Faktor lainnya adalah meningkatnya kebakaran hutan dalam kondisi yang semakin panas dan kering akibat pemanasan global. Emisi kebakaran hutan di Amerika mencapai tingkat bersejarah pada 2024, yang merupakan tahun terpanas yang pernah tercatat.

Salah satu sumber polusi udara berasal dari pembakaran batu bara di pembangkit listrik tenaga uap (PLTU) yang menghasilkan listrik untuk kebutuhan manusia. Foto: PBB

Namun, para ilmuwan mengkhawatirkan faktor ketiga: kemungkinan berkurangnya penyerapan karbon di planet ini. Sekitar setengah dari seluruh emisi CO2 setiap tahun dikeluarkan dari atmosfer dengan cara terlarut di laut atau diserap oleh pepohonan dan tanaman yang tumbuh. Namun lautan semakin panas, yang membuatnya menyerap lebih sedikit CO2. Sementara daratan semakin panas dan kering. Semakin banyak kebakaran hutan juga berarti berkurangnya pertumbuhan tanaman.

Penyerap karbon diketahui kurang efektif pada tahun-tahun El Niño seperti 2023 dan 2024, ketika perubahan angin Pasifik dan arus laut menyebabkan suhu udara global lebih tinggi. Namun pemanasan global yang disebabkan oleh aktivitas manusia telah menaikkan suhu rata-rata dunia sekitar 1,3 derajat Celcius dan para peneliti, yang mencatat “kegagalan penurunan permukaan tanah yang belum pernah terjadi sebelumnya” pada 2023 dan 2024, khawatir hal ini akan memperlemah penurunan suhu tersebut.

"Ada kekhawatiran bahwa penyerapan CO2 di daratan dan lautan menjadi kurang efektif, yang akan meningkatkan jumlah CO2 yang bertahan di atmosfer, sehingga mempercepat pemanasan global. Pemantauan gas rumah kaca yang berkelanjutan dan diperkuat sangat penting untuk memahami putaran ini," kata pejabat ilmiah senior WMO, Oksana Tarasova. 

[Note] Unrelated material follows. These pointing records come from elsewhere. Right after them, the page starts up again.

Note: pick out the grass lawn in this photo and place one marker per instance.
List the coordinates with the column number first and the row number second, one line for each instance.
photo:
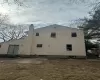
column 51, row 70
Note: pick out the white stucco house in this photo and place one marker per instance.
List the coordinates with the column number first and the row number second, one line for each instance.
column 50, row 40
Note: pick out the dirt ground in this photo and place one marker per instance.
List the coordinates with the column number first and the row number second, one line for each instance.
column 43, row 69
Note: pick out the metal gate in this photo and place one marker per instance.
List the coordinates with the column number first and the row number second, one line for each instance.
column 13, row 49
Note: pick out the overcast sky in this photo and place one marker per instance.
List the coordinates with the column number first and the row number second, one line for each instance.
column 43, row 12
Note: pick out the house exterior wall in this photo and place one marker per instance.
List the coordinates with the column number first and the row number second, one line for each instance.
column 5, row 45
column 57, row 46
column 51, row 46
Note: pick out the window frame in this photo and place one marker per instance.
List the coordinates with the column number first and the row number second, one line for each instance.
column 39, row 45
column 69, row 47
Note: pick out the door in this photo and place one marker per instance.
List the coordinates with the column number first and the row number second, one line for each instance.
column 13, row 49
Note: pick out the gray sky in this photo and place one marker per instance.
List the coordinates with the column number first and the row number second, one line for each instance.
column 43, row 12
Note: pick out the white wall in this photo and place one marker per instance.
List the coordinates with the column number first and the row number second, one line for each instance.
column 5, row 45
column 57, row 46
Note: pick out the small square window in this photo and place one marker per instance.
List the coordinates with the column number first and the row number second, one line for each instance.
column 69, row 47
column 74, row 34
column 37, row 34
column 39, row 45
column 53, row 35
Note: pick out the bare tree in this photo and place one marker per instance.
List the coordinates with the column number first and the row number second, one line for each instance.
column 10, row 32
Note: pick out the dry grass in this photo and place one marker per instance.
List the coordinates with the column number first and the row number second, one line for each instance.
column 51, row 70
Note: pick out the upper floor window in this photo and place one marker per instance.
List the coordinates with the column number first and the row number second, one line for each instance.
column 74, row 34
column 53, row 35
column 37, row 34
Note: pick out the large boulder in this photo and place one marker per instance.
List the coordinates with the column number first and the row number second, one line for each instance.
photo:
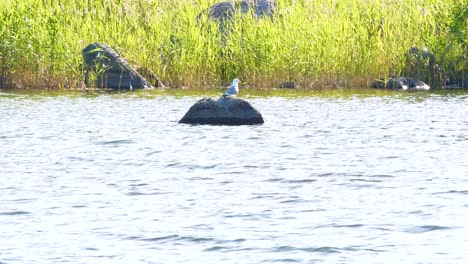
column 401, row 83
column 104, row 68
column 225, row 10
column 224, row 111
column 7, row 83
column 421, row 64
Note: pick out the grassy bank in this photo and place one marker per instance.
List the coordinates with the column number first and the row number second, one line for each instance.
column 320, row 43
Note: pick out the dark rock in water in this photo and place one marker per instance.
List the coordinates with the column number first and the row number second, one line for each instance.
column 6, row 83
column 461, row 83
column 421, row 64
column 107, row 69
column 224, row 111
column 151, row 78
column 289, row 85
column 401, row 83
column 226, row 10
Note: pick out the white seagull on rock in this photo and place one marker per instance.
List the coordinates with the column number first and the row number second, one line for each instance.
column 233, row 89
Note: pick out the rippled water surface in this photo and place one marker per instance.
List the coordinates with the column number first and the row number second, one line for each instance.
column 329, row 178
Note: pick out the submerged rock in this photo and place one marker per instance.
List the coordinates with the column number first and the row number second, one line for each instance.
column 421, row 64
column 104, row 68
column 225, row 10
column 224, row 111
column 7, row 83
column 401, row 83
column 461, row 83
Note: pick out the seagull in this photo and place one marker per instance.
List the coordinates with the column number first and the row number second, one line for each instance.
column 233, row 89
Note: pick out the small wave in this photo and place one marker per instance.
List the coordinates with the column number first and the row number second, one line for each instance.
column 161, row 239
column 115, row 142
column 274, row 180
column 426, row 228
column 283, row 260
column 216, row 248
column 348, row 226
column 326, row 250
column 465, row 192
column 15, row 213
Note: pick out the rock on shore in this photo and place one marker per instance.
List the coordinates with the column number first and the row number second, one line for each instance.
column 401, row 83
column 226, row 9
column 104, row 68
column 224, row 111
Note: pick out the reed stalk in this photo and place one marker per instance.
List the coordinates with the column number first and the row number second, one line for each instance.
column 317, row 44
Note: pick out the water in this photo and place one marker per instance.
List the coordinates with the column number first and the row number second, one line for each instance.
column 331, row 177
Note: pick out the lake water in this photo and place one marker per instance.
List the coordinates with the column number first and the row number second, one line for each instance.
column 331, row 177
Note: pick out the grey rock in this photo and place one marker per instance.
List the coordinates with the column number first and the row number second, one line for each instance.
column 225, row 10
column 7, row 83
column 289, row 85
column 224, row 111
column 401, row 83
column 461, row 83
column 104, row 68
column 421, row 64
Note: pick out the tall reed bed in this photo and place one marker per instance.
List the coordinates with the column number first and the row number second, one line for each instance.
column 320, row 43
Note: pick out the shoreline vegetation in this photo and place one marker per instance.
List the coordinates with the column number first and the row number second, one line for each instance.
column 316, row 44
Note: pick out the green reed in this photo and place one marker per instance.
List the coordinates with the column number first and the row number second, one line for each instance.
column 320, row 43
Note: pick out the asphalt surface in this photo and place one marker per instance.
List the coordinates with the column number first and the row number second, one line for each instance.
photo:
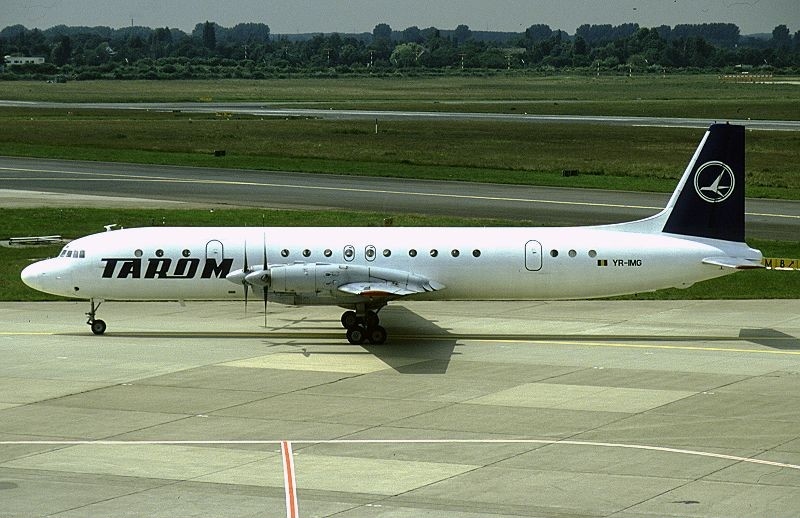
column 276, row 110
column 558, row 409
column 768, row 219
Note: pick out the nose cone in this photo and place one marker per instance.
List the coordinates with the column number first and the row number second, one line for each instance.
column 46, row 276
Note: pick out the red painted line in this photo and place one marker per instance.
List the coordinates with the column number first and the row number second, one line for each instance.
column 290, row 485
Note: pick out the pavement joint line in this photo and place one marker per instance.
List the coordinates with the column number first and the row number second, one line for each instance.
column 663, row 449
column 476, row 338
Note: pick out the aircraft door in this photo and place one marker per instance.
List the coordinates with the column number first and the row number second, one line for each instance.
column 215, row 250
column 533, row 256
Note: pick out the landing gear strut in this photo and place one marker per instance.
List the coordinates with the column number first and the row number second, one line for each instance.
column 363, row 325
column 98, row 326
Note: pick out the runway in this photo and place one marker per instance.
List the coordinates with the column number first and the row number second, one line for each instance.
column 767, row 219
column 593, row 408
column 278, row 109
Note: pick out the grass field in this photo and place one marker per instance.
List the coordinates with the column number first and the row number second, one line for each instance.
column 608, row 157
column 78, row 222
column 651, row 95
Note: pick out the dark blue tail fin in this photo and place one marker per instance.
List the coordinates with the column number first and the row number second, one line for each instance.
column 709, row 201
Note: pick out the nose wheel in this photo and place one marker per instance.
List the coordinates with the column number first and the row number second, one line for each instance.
column 97, row 326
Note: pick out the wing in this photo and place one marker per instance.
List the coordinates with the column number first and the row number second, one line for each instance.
column 735, row 263
column 390, row 284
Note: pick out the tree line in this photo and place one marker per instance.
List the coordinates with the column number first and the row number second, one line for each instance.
column 249, row 50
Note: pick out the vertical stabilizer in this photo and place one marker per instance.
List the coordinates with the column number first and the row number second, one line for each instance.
column 709, row 201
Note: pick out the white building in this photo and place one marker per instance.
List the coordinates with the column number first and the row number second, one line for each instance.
column 23, row 60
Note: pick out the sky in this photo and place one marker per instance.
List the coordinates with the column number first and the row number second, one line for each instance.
column 349, row 16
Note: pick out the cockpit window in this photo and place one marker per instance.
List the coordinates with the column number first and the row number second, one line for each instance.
column 75, row 254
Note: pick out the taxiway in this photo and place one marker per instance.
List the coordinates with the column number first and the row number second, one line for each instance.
column 594, row 408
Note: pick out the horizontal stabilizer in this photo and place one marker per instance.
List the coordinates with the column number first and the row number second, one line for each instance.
column 735, row 263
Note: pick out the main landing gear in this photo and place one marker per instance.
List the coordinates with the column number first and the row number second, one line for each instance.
column 363, row 326
column 98, row 326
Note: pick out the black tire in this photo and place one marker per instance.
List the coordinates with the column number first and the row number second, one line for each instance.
column 356, row 335
column 98, row 327
column 349, row 319
column 371, row 319
column 377, row 335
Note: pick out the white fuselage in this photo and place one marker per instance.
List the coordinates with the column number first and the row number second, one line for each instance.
column 191, row 263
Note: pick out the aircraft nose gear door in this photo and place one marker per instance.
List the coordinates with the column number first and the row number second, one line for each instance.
column 533, row 256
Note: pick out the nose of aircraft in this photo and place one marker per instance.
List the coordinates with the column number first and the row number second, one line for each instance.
column 33, row 275
column 44, row 276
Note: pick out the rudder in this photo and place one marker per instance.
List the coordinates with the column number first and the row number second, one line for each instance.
column 709, row 201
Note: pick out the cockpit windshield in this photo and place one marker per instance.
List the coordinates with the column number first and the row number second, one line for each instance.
column 75, row 254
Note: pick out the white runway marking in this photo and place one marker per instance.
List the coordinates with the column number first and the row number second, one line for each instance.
column 290, row 485
column 663, row 449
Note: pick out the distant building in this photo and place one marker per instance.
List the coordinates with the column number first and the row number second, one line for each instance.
column 23, row 60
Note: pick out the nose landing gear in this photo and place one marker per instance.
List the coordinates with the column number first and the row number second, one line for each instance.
column 98, row 326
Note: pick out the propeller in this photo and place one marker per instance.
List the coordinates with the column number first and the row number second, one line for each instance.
column 246, row 271
column 266, row 286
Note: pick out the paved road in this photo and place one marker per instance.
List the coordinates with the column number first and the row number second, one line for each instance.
column 276, row 110
column 769, row 219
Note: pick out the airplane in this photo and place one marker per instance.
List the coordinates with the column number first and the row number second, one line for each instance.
column 698, row 236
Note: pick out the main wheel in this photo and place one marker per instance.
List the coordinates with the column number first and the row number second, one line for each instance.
column 376, row 335
column 349, row 319
column 371, row 319
column 356, row 335
column 98, row 327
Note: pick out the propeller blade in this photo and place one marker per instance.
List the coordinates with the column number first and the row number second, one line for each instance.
column 266, row 287
column 246, row 270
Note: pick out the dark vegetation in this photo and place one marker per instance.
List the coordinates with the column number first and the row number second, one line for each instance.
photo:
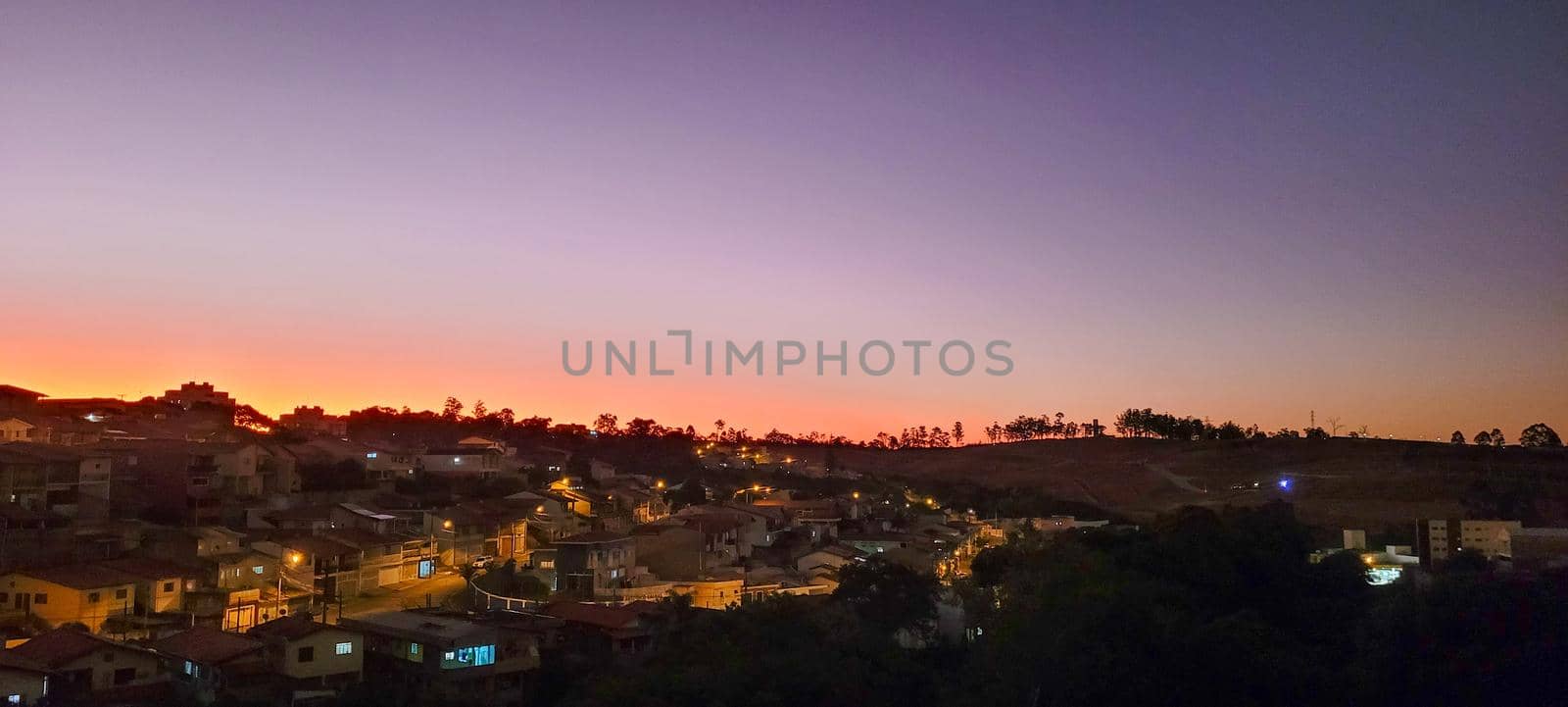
column 1200, row 609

Meningkatnya emisi CO2 tidak hanya berdampak pada iklim global saat ini, namun juga akan berdampak selama ratusan tahun karena umur gas yang panjang di atmosfer, kata WMO.

Wakil sekretaris jenderal WMO Ko Barrett mengatakan: "Panas yang terperangkap oleh CO2 dan gas rumah kaca lainnya meningkatkan iklim kita dan menyebabkan cuaca yang lebih ekstrem. Oleh karena itu, mengurangi emisi sangat penting tidak hanya untuk iklim kita tetapi juga untuk keamanan ekonomi dan kesejahteraan masyarakat."

WMO mencatat, konsentrasi metana dan dinitrogen oksida di atmosfer–gas rumah kaca terpenting kedua dan ketiga yang terkait dengan aktivitas manusia–juga meningkat ke tingkat rekor pada tahun 2024.

Sekitar 40% emisi metana berasal dari sumber alami. Namun para ilmuwan khawatir bahwa pemanasan global akan menyebabkan lebih banyak produksi metana di lahan basah. Sisanya berasal dari eksploitasi bahan bakar fosil; hewan ternak seperti sapi; sampah yang membusuk di tempat pembuangan sampah; dan sawah. Emisi dinitrogen oksida yang disebabkan oleh manusia mencakup penggunaan pupuk yang berlebihan oleh petani dan beberapa proses industri.

WMO merilis buletin gas rumah kaca tahunan sebulan sebelum COP30, pertemuan puncak perubahan iklim PBB di Belém, Brasil, di mana perwakilan dari negara-negara di dunia akan berupaya untuk meningkatkan aksi iklim. Data tersebut berasal dari jaringan 500 stasiun pemantauan di seluruh dunia.